Polícia desarticular quadrilha de furto e adulteração de combustível no Rio; 18 são presos

A Secretaria de Estado de Polícia Civil (Sepol), por meio da 60ª DP (Campos Elíseos), realiza nesta quinta-feira (21/11), a Operação Saccularis para desarticular uma organização criminosa acusada de furto e adulteração de combustível. A ação conta com apoio do Departamento Geral de Policia da Baixada (DGPB) e da Coordenadoria de Recursos Especiais (CORE).

De acordo com as informações divulgadas pela Polícia Civil, a ação tem objetivo de cumprir 17 mandados de prisão e 14 de busca e apreensão em empresas e residência dos investigados, além de 15 mandados de busca e apreensão de caminhões tanques utilizados para o transporte do combustível e também o bloqueio de bens no valor total de oito milhões. Até o momento 18 pessoas já foram presas.

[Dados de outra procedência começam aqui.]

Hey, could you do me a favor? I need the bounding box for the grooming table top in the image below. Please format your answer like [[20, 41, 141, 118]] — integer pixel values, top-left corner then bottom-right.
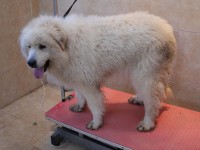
[[45, 88, 200, 150]]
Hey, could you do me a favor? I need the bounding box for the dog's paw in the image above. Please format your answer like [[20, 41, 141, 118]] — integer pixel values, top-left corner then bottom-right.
[[70, 104, 84, 112], [128, 97, 144, 106], [86, 121, 103, 130], [137, 121, 155, 132]]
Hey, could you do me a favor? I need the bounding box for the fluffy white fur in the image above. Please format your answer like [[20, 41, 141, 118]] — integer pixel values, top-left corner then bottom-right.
[[20, 12, 176, 131]]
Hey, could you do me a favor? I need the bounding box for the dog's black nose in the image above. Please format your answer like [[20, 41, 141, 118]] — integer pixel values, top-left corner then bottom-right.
[[27, 58, 37, 68]]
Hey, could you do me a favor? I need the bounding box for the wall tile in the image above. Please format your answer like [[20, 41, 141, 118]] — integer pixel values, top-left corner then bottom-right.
[[0, 0, 31, 21], [171, 32, 200, 87], [0, 17, 29, 74], [179, 0, 200, 32], [31, 0, 40, 17], [0, 62, 41, 108], [150, 0, 181, 29], [40, 0, 53, 15]]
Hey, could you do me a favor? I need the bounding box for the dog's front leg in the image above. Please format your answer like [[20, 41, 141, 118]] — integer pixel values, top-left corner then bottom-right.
[[81, 87, 104, 130], [70, 90, 86, 112]]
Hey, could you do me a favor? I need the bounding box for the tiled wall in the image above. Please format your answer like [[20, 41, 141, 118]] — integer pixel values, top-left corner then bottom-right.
[[0, 0, 53, 108], [58, 0, 200, 111]]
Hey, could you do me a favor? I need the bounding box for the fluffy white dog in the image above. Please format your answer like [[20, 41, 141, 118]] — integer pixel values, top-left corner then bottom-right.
[[20, 12, 176, 131]]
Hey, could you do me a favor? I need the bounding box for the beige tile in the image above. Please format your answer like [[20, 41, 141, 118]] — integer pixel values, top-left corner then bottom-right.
[[0, 0, 31, 21], [150, 0, 181, 29], [0, 119, 47, 150], [179, 0, 200, 32], [168, 83, 200, 111], [0, 110, 15, 129], [31, 131, 84, 150]]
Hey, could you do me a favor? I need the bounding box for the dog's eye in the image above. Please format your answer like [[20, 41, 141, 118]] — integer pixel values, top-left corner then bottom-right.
[[39, 44, 46, 49]]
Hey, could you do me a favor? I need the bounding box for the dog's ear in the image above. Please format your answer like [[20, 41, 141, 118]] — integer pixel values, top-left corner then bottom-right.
[[50, 25, 67, 50]]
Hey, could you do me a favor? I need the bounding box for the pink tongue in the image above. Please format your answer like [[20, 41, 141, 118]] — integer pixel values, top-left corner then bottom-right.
[[34, 67, 44, 79]]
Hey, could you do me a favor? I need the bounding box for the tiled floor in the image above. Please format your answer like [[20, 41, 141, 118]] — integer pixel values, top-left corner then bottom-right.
[[0, 85, 83, 150]]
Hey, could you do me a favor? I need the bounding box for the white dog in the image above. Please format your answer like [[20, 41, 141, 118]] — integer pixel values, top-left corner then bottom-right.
[[20, 12, 176, 131]]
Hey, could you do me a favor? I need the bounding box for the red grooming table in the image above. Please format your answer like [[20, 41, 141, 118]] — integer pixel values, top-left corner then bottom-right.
[[46, 88, 200, 150]]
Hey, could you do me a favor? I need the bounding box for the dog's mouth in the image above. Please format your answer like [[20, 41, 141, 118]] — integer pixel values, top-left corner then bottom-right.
[[34, 60, 50, 79]]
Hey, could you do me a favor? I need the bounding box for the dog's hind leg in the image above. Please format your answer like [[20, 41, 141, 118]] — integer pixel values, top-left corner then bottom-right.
[[131, 69, 165, 131], [70, 90, 86, 112], [81, 87, 105, 130]]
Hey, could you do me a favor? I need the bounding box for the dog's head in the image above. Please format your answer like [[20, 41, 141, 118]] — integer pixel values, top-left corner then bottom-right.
[[19, 16, 67, 78]]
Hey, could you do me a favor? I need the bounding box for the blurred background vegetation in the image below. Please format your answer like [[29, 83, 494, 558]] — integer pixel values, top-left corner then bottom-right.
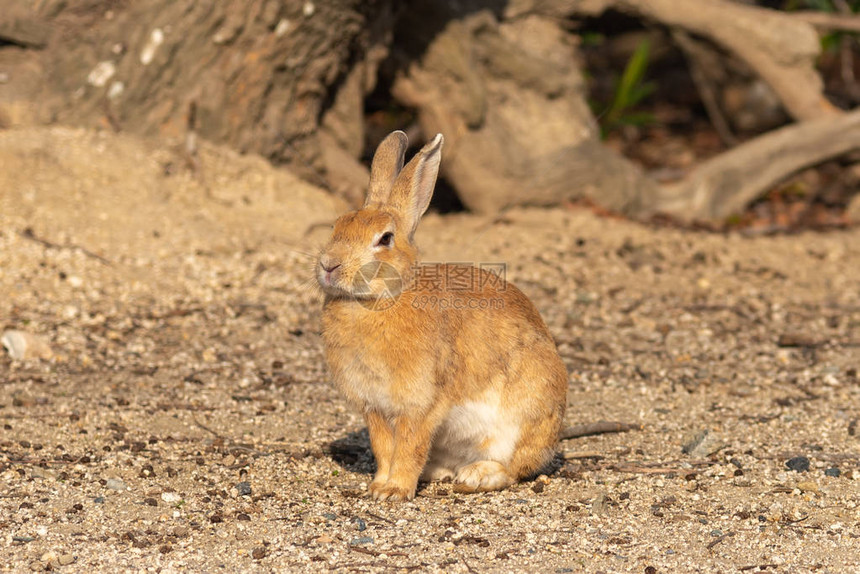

Ainda segundo a polícia, as investigações deram início há cerca de oito meses, e após intenso trabalho de inteligência, chegou a identificação dos integrantes da quadrilha e do esquema praticado pelo bando. Ficou comprovado também que a quadrilha agia a partir de empresas legalizadas no ramo de transporte de combustíveis. Parte da carga era desviadas por ele para diversas garagem localizadas no município de Duque de Caxias, na Baixada Fluminense, conhecidas como“biqueiras”.

O transporte supostamente legalizado, eles criminosos faziam o o frete do combustível para cidades do Sul e Norte Fluminense, Regiões Serrana e dos Lagos e a própria Baixada.

Ainda segundo o apurado, os desvios ocorriam em todos os transportes realizados a partir de carregamento nas distribuidoras localizadas na área de Duque de Caxias. Os caminhões saíam carregados das distribuidoras e o desvio ocorriam nas garagens das empresas que eram contratada. A quantidade subtraída variava entre a chamada “cotinha” de 60 a 120 litros até as que atingiam cerca de mil litros. Para evitar que o desvio fosse identificado, eles ainda completava os caminhões era com solvente.

As investigação apontam ainda, que após o carregamento, ainda dentro da base das distribuidoras, os criminosos desligavam as câmeras de segurança e o rastreamento para que os caminhões pudessem ser conduzidos até as garagens sem serem localizados. Após realizar o desvio o veículo retornava para a distribuidora onde os sistemas eram reativados e seguiam normalmente para a entregados clientes.

O combustível subtraído era revendido para receptadores com valores que variam entre R$2 e R$3 o preço do litro. Com o golpe, o grupo chegava a lucrar cerca de R$ 4 milhões por mês.

A polícia informa que os criminosos vão responder pelos crimes de furto qualificado, receptação e adulteração de combustível, crimes contra ordem econômica, ordem tributária, relações de consumo, crimes contra o meio ambiente e lavagem de dinheiro.